For some reason when it was time to go to Junior high School (sixth, seventh and eighth grades), I decided that I didn’t want to go to Thomas Nelson Page which I was supposed to go to and which I could have ridden the city bus to. (Bus was just a block from our house). Instead I opted to go to Edgar Allan Poe which was a mile away (so was Page). Consequently, I had to walk a mile there and back every day. If the weather was really bad, I could call daddy and wait at school for him to get off work at 4:30 and pick me up. I don’t remember what I did in the morning if it was bad. I guess he took me.

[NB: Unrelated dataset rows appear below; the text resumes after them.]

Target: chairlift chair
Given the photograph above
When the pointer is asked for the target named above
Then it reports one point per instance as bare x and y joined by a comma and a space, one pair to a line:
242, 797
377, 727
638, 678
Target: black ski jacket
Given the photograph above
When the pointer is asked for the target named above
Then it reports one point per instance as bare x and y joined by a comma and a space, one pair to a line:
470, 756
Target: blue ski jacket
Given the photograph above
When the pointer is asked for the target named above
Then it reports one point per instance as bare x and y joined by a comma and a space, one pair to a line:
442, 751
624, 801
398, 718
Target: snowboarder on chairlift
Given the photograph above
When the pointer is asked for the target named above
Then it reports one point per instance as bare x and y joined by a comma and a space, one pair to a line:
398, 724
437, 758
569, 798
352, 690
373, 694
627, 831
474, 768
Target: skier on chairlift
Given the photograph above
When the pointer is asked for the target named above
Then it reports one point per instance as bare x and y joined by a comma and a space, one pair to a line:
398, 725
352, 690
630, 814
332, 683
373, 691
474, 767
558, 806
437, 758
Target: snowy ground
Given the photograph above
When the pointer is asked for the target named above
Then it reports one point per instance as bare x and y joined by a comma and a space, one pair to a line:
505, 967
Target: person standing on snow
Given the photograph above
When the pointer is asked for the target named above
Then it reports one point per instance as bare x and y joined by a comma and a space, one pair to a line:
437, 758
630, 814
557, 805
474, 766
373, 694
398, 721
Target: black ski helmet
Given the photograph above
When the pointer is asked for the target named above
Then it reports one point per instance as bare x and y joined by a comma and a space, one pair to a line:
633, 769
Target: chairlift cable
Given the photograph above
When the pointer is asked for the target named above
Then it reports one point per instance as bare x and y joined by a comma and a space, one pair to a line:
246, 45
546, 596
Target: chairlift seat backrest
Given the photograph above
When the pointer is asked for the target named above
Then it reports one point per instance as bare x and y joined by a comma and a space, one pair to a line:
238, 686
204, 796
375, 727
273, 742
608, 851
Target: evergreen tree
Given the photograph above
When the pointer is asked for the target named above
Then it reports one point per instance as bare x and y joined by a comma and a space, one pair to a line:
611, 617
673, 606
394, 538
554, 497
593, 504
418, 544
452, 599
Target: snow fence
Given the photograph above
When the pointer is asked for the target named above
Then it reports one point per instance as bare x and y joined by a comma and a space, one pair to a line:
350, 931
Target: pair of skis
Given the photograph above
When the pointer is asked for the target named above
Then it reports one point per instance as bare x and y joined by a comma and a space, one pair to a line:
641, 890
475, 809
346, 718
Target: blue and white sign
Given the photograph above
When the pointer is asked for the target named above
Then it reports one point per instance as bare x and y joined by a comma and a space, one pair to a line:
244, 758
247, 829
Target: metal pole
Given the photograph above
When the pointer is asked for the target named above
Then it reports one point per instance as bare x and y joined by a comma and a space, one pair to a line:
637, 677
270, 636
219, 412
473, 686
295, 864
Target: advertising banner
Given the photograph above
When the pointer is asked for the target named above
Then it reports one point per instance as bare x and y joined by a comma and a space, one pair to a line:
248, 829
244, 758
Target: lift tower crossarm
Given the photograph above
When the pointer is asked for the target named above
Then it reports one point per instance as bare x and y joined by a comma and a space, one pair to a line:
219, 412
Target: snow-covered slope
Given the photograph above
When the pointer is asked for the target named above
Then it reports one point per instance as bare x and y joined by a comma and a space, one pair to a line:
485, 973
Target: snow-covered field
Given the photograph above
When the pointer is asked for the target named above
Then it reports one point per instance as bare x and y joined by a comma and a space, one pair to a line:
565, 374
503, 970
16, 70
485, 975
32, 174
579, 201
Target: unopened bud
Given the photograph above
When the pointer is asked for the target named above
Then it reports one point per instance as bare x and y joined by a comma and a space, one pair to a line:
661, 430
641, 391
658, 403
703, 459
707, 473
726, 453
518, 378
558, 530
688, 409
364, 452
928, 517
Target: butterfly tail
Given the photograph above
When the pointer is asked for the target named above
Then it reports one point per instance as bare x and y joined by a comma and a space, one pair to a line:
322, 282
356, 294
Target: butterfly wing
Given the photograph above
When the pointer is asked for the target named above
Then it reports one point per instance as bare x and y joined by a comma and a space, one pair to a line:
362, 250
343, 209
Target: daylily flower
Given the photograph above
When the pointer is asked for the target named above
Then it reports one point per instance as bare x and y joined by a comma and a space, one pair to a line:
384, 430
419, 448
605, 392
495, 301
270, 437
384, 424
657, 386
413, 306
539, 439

I’m sure it was because my friends were going to Poe that I made that decision, probably the friends I made at Sunday School. I guess I already knew Maurine [Maher] who has been my friend all these years. I know I got to know her in Sunday School. Though we both went to Poe, we never had classes together.
In Junior High School we had a home room which remained our home room all the time we were there. My home room teacher’s name was Mr. Tampke. Our “lockers” were just open bins. I don’t remember theft ever being a problem. We got report cards very six weeks. The main thing I remember about that first spring in Junior High is that I missed the second sixth weeks period. I first had the measles, went back to school for one day and was out for the next four weeks. We first thought I had the mumps, since I had swelling in the right place and mumps were going around. When I wasn’t better in a couple of weeks they called in the doctor and discovered I had an abscessed gland in my neck which required lancing in the hospital. The doctor wanted to do it without anesthesia but I wanted to be put to sleep. so I spent the night in the hospital. it was still a couple of weeks before I was able to go back to school.
The spring I was in seventh grade, we had a major hail storm in San Antonio. I still remember the eerie greenish cast to the sky before it hit. Everyone in the whole area had to have a new roof and many had their windows knocked out. Our windows were shielded from the west by big trees, but the neighbors were not so lucky. Mother always said that since it was happening, she wished she had been on the other side of our house so she could see their windows being knocked out.
When I went to school the next day, we found all the windows in our home room which was on the west were out as were others in the school. We were not able to use our homeroom for several weeks. Also around the school were big piles of hail stones, at least as big a golf balls and it seems more like they were as big as baseballs. Anyway they lasted for a long time.
I remember I had a Social Studies teacher in the sixth grade named Mrs. Caruthers and an English teacher in eighth grade named Mrs. Blount. I remember my seventh grade English teacher, but not her name. she taught us outlining and we had to be so precise that we had to make ourselves a ruler to keep our lines in order.